И в это же время королевская власть стала широко применять рассылку на места комиссаров с целями как инспекции, так и управления в сфере юстиции или финансов. Вошло в обычай укреплять такими специалистами советы при губернаторах провинций, на них же возлагалось и исполнение чрезвычайных поручений. В дальнейшем отсюда развилась система провинциальных интендантов. Такие комиссары, конечно, были более надежными проводниками политики централизации, чем местные оффисье. В своих провинциях они оставались людьми из центра, рассчитывавшими сделать в дальнейшем карьеру в Королевском совете (который теперь, и в особенности его высшие, правительствующие секции, стали называть Государственным советом). Звание же государственного советника продажным не сделалось, оно предоставлялось особым королевским патентом. Комиссар, отличившийся в провинции, мог рассчитывать на получение такого патента.
Но нельзя и представлять себе дело так, будто мир комиссаров и мир оффисье были разгорожены какой-то стеной. Например, комиссарами в провинцию часто посылали королевских докладчиков, а эта должность была продажной, т. е. в одном отношении они были оффисье с общими для всех оффисье интересами, а в другом комиссарами. Та же ситуация была, если комиссарами становились советники парламентов и других судебных трибуналов — агенты для переделки системы управления, по необходимости выходили из недр старого аппарата.
Итак, на втором этапе развития абсолютной монархии — на этапе судебно-административной монархии — происходят одновременно два потенциально противоположных процесса: распространяются административные методы управления, а вместе с тем, закрепляется система продажности должностей, складывается особая идеология «дворянства мантии». Пока эти процессы шли параллельно: опыт гражданских войн второй половины XVI в. показал, что традиционный судейский аппарат оставался тогда верной опорой абсолютизма и еще не видел для себя угрозы в усилении административного начала в управлении.
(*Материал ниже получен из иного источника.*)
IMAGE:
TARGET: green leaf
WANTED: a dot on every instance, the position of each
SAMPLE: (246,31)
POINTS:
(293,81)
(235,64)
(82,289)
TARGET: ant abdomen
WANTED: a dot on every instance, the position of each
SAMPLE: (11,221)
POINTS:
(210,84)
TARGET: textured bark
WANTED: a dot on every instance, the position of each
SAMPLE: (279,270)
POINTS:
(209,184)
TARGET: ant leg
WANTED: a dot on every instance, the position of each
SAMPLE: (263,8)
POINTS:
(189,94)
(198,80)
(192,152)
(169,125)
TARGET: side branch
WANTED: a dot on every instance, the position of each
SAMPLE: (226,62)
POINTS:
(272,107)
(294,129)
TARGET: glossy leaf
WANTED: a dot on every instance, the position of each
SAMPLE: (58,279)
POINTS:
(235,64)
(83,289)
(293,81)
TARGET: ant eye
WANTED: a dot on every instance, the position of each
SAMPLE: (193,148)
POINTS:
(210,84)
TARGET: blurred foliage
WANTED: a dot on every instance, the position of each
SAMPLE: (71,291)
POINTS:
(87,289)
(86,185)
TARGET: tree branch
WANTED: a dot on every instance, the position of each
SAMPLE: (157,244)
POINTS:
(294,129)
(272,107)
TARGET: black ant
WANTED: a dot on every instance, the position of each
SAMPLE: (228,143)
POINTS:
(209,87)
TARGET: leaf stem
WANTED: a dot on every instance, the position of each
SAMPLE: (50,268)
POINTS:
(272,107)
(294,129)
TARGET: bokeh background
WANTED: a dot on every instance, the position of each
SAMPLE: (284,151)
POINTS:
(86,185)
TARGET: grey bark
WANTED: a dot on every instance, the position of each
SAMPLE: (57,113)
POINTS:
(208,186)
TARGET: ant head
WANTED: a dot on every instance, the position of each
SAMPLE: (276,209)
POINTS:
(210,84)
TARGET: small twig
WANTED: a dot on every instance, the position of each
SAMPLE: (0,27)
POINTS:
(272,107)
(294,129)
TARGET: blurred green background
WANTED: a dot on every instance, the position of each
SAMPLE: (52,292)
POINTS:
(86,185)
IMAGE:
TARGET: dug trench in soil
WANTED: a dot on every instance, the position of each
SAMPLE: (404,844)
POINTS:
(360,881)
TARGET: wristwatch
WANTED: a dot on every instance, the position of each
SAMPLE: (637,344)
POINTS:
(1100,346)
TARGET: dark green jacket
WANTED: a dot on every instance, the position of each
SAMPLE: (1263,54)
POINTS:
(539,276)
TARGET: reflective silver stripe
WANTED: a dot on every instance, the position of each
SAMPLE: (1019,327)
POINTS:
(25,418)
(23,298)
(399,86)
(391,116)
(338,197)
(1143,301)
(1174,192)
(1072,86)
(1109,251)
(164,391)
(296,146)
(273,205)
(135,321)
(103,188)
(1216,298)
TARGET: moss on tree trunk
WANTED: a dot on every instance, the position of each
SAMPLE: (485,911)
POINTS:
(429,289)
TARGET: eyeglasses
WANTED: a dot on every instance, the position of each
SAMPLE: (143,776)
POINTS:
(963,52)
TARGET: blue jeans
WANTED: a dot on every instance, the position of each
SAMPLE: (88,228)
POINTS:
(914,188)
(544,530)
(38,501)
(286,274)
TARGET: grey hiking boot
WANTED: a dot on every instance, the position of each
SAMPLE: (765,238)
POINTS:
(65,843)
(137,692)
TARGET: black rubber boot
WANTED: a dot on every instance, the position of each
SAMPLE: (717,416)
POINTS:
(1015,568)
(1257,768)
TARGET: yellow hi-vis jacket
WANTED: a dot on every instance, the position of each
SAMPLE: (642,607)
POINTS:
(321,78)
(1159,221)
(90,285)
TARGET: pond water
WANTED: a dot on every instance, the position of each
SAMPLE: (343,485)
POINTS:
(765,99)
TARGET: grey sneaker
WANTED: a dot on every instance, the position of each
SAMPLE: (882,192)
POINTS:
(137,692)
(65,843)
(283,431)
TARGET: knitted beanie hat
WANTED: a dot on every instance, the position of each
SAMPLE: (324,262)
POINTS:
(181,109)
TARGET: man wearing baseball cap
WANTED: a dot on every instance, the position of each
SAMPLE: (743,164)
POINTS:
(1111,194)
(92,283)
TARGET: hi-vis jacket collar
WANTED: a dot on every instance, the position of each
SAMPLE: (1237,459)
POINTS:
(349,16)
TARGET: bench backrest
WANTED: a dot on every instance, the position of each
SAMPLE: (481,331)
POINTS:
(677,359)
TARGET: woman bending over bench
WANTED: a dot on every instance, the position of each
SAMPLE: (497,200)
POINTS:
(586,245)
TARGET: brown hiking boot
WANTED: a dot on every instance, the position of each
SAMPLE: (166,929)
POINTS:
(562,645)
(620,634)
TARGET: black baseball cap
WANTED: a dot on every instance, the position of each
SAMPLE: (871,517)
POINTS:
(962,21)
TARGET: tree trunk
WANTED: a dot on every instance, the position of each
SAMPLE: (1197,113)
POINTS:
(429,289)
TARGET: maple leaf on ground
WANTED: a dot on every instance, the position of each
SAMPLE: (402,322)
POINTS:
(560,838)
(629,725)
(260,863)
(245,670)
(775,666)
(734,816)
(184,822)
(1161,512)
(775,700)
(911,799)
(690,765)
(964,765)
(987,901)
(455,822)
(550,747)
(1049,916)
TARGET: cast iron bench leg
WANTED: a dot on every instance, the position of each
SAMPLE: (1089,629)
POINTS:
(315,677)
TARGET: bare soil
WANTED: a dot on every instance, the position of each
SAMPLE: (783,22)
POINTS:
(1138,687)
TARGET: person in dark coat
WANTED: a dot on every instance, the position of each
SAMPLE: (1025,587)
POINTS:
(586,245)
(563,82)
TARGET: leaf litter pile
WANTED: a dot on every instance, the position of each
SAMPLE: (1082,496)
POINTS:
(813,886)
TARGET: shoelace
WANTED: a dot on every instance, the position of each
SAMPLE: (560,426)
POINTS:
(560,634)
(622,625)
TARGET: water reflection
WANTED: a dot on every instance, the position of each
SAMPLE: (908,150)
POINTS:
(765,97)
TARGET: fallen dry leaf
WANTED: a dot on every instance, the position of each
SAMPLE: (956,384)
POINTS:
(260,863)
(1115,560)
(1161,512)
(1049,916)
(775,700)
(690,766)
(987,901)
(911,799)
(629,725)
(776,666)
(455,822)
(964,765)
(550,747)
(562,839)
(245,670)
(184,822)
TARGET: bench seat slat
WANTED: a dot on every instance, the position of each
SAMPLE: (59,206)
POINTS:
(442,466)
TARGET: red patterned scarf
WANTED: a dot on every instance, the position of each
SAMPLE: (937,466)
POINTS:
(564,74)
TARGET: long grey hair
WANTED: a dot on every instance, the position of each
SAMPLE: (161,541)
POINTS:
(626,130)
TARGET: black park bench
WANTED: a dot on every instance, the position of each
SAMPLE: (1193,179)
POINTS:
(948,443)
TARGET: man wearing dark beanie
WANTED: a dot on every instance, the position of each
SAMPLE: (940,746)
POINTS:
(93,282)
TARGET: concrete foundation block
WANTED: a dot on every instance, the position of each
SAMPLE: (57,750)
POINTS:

Антиабсолютистская оппозиция видела естественный и традиционный ограничитель королевского всемогущества в сословном представительстве, в Генеральных Штатах, а судейских оффисье считала агентами тирании, если не самими тиранами. «Судейские, — сказано в ее манифесте, «Франко-Галлии» Франсуа Отмана, — не только попрали и присвоили себе весь авторитет собрания сословий, но даже принудили всех принцев королевства и самого короля подчиниться их власти и преклониться перед их величием». Эксплуатируя страсть народа к сутяжничеству, парламентарии богатеют так быстро, «что превратились как бы в маленьких королей»[77].
Формальное присоединение Парижского парламента к Католической лиге в 1588 г. было вынужденным актом, совершенным под давлением ратуши и буржуа. В годы господства Лиги в Париже парламент подвергался чистке, крайние лигеры добились даже казни одного из его президентов — Бриссона — по обвинению в роялизме. Парламентарии, участвовавшие в парижских Генеральных Штатах 1593 г., которые готовились избрать нового короля вместо «еретика» Генриха Наваррского, сначала настаивали на том, что все решения Генеральных Штатов по этому вопросу подлежат верификации в Парижском парламенте, а затем вышли из состава ассамблеи в знак протеста против задуманного нарушения норм французского династического права.
В годы Фронды парламентарии гордились тем, что именно они больше всех способствовали восшествию на трон первого Бурбона. Свою награду они, и вместе с ними все оффисье, получили очень скоро. В 1604 г. произошло важнейшее событие в административной истории Франции — Генрих IV счел выгодным для себя отменить «правило 40 дней»: отныне должность оставалась в обладании семьи покойного независимо от времени его смерти, если только он каждый год аккуратно платил специально введенный новый сбор, который по имени взявшегося собирать его откупщика, некоего Поле, стали называть «полеттой». Полетта дала гарантию наследственности должностей и, следовательно, закрепила права собственности на них. Правда, введена она была не навечно, а на срок в 5 лет и потом регулярно продлялась. Теоретически существовала возможность того, что государство откажется ее возобновлять, но уж против этой угрозы своей собственности судейский аппарат готов был бороться всеми силами.